Evidence from countries that have decriminalized like Portugal is irrefutable. As more countries and states decriminalize, some will experiment with different models of legalization. If the US and the UN would just get out of the way this would happen a lot faster. Columbia just announce plans to give addicts prescriptions for cocaine. Canada and a host of European countries are using heroin prescriptions. In the first trial of heroin prescriptions in Canada 10% of the people were given dilaudid in place of heroin. The addicts couldn't tell the difference. While we know there is no pharmacological reason to use dilaudid over heroin there is a big difference in the public's mind. Dilaudid prescriptions may be the way forward for those who reject methadone or suboxone. I suspect morphine or raw opium would also be acceptable for a great number of opiate users.

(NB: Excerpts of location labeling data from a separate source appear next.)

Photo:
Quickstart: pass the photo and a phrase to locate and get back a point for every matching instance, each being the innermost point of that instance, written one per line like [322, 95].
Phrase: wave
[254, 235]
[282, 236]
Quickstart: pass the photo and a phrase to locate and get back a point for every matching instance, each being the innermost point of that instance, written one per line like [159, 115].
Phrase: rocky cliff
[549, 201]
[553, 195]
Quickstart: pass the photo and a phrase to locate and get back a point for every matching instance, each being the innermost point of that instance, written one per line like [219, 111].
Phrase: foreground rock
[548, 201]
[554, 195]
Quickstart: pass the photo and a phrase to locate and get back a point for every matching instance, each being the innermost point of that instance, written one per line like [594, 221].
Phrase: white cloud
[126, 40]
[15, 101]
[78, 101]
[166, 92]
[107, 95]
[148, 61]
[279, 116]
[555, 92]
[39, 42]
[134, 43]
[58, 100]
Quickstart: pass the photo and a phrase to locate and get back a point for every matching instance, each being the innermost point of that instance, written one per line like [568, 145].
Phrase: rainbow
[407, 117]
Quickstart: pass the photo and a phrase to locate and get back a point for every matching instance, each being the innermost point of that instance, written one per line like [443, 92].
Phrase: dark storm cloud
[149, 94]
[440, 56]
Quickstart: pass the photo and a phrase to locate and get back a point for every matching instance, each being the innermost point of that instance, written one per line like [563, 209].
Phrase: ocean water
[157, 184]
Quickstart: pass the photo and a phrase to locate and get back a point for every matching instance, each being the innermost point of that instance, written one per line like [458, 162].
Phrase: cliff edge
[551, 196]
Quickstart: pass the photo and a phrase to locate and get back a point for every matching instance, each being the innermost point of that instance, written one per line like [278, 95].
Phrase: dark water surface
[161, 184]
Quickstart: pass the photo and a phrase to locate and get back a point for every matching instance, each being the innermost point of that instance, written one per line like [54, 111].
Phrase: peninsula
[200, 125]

There is a great debate available on youtube titled: DPA's Ethan Nadelmann Debates Former DEA Head Asa Hutchinson at University of Arkansas. The debate was sponsored by the organization students for sensible drug policy so the crowd is naturally biased, but I think Nadelmann completely destroyed the vacuous arguments put forth by Hutchinson. Nadelmann is super smart and has a mastery of the issues few others possess. I always enjoy seeing him on TV and reading his articles in various publications. It almost makes you feel sorry for those debating against him, but not really.
But then again I'm biased. Most of what I read is anti-drug war blogs, articles and books. I do try to read the pro-prohibition literature, if only to understand the arguments put forward, know your enemy and all that, but honestly one can only stomach so much hypocrisy, misinformation and puritanism.